I wouldn't argue that a larger effect size here wouldn't be more impressive, of course it would. I'm just saying that a small effect size for a study of this kind does not diminish it's meaningfulness and that it's to be expected for these kinds of studies. There's an effect, that we're very confident is real, works in both directions and has real world implications.
A noisier environment doesn't mean you expect smaller effects. It means your measurement is unstable. This problem also occurs in physics; using the standard approximation of gravity of 32 feet per second per second, the extra time required to fall 9 feet instead of 4 feet is exactly 1/4 second. Should you actually try the experiment, you'll quickly notice that your measured time varies from attempt to attempt. There is an office of the government which (among other duties) measures the weight of a coin (the same physical coin) every day, and records the result. Some days are anomalous. There's variation every day.

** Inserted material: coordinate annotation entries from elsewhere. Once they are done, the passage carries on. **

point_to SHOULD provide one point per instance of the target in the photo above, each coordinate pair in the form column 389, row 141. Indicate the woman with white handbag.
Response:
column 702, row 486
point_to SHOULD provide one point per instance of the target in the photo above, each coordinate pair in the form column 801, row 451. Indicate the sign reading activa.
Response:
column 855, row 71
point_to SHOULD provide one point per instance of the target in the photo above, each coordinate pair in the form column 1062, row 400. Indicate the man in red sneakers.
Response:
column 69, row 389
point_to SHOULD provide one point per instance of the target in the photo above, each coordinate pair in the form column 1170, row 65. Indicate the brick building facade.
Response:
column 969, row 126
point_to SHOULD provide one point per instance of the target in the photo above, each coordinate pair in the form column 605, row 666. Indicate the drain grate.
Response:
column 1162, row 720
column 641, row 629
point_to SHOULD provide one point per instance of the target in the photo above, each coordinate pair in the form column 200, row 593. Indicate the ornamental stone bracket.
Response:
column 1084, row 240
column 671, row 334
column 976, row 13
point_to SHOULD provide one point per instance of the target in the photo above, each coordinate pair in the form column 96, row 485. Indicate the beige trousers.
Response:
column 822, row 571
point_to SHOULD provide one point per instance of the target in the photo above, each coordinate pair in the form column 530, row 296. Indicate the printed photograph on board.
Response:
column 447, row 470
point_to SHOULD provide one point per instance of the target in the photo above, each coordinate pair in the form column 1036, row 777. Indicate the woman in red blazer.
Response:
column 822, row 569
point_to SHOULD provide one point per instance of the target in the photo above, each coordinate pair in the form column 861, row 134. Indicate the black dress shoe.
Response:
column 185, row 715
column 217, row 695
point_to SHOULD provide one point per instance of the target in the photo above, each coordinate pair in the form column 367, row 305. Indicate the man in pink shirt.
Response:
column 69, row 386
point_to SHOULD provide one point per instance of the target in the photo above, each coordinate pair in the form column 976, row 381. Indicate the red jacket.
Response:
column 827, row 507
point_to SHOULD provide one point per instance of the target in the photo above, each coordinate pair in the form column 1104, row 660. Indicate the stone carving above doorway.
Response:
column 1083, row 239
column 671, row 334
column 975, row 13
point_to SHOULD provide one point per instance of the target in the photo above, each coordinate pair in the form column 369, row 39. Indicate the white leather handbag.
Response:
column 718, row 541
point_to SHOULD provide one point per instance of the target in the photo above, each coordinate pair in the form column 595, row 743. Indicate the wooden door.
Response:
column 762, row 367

What larger N does is enable you to see past the noise. With a large sample, the effect of the noise in your measurements diminishes to zero, letting you estimate the effect you're looking for more accurately. So over 200,000 apple drops, I should see an average fall time discrepancy very close to 0.25 seconds; whereas with 2 apple drops, I might for whatever reason measure the time discrepancy as 2/3 second. The 0.7 seconds estimate is way off because of small N.
If, as you work with larger and larger sample sizes, the effect you're measuring recedes steadily to zero, the obvious conclusion is that it's all noise.
However! We started this by talking about a different thing entirely. You say this:
> There's an effect, that we're very confident is real, works in both directions and has real world implications.
This study has immense statistical power and a minuscule effect size. The immense statistical power means, yes, "that we're very confident [the effect] is real". That's measured (from a traditional perspective) by the p-value.
The effect size measures the real-world implications. A very small effect size means that the real-world implications are likewise very small.
As a toy example, suppose I do a study finding that feeding children between the ages of 4 and 7 meat with bones in it vs meat without bones increases their height as adults by three feet (p < 0.9). The real-world implications are huge. Our confidence in the study is low.
The physics measurements are interesting for different reasons. Those are measuring very objective things, even if measurements vary, they vary for ways we can conceivably calculate. Some physicists even raise the idea that certain constants aren't that constant.
But it's still vastly different to appreciate statistical data coming from those kinds of experiments and those that touch on psychology and social effects. Your height/nutrition example is convenient because we all can appreciate an effect expressed in objective units such as cm that we can see with our eyes. It's much harder to weight the effect that, say emotional states, have in pure numbers.
I could continue this discussion endlessly, probably not going to get anywhere with it.
I wouldn't argue that a larger effect size here wouldn't be more impressive, of course it would. I'm just saying that a small effect size for a study of this kind does not diminish it's meaningfulness and that it's to be expected for these kinds of studies. There's an effect, that we're very confident is real, works in both directions and has real world implications.